We obtain the Euler-Lagrange equation for \(\Theta\) \[ \frac{\mathrm{d}}{\mathrm{d}t} \frac{\partial L }{\partial \dot{\Theta}} - \frac{\partial L}{\partial \Theta} = 0 \]

\[ \frac{\partial L }{\partial \dot{\Theta}} = \dot{\Theta} + \frac{2\dot{\Theta} + 2 ( \dot{\Theta} + \dot{\alpha})}{2} + [(\dot{\Theta} + \dot{\alpha}) + \dot{\Theta}] \cos \alpha \]

\[ = 3 \dot{\Theta} + \dot{\alpha} + ( 2 \dot{\Theta} + \dot{\alpha}) \cos \alpha \] \[ \frac{\mathrm{d}}{\mathrm{d}t} \frac{\partial L }{\partial \dot{\Theta}} = 3 \ddot{\Theta} + \ddot{\alpha} + (2 \ddot{\Theta} + \ddot{\alpha}) \cos \alpha - (2 \dot{\Theta} + \dot{\alpha}) \dot{\alpha} \sin \alpha \]

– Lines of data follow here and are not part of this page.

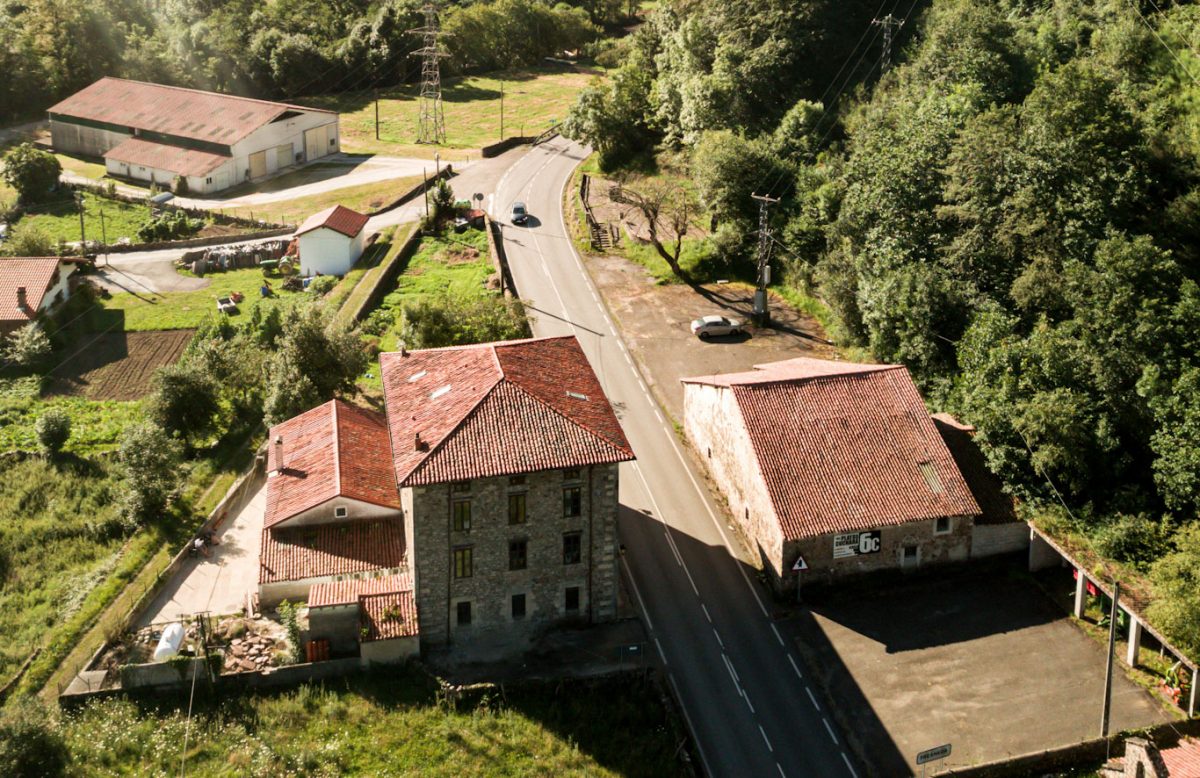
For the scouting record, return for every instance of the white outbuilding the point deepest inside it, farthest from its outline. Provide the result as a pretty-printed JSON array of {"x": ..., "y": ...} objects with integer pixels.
[{"x": 331, "y": 241}]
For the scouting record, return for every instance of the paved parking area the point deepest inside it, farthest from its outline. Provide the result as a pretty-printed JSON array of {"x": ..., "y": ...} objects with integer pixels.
[
  {"x": 217, "y": 584},
  {"x": 985, "y": 663},
  {"x": 654, "y": 321}
]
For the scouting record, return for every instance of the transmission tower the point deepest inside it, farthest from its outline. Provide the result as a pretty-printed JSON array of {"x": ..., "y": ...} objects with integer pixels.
[
  {"x": 431, "y": 125},
  {"x": 891, "y": 25},
  {"x": 761, "y": 313}
]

\[ \frac{\partial L}{\partial \Theta} = -g(2 \sin \Theta + \sin (\Theta + \alpha)) \]

The Euler-Lagrange equation for \(\alpha\): \[ \frac{\mathrm{d}}{\mathrm{d}t} \frac{\partial L }{\partial \dot{\alpha}} - \frac{\partial L}{\partial \alpha} = 0 \] \[ \frac{\partial L }{\partial \dot{\alpha}} = \dot{\Theta} + \dot{\alpha} + \dot{\Theta} \cos \alpha \] \[ \frac{\mathrm{d}}{\mathrm{d}t} \frac{\partial L }{\partial \dot{\alpha}} = \ddot{\Theta} + \ddot{\alpha} + \ddot{\Theta} \cos \alpha - \dot{\Theta} \dot{\alpha} \sin \alpha \] \[ \frac{\partial L}{\partial \alpha} = - \dot{\Theta} (\dot{\Theta} + \dot{\alpha}) \sin \alpha - g \sin (\Theta + \alpha) \]

The equations of motion are a system of non-linear coupled differential equations of 2nd order. There is only a numerical solution. The double pendulum is an example of a chaotic system: after a long time even the smallest changes of the initial conditions result in complete different states of the system (“butterfly effect”).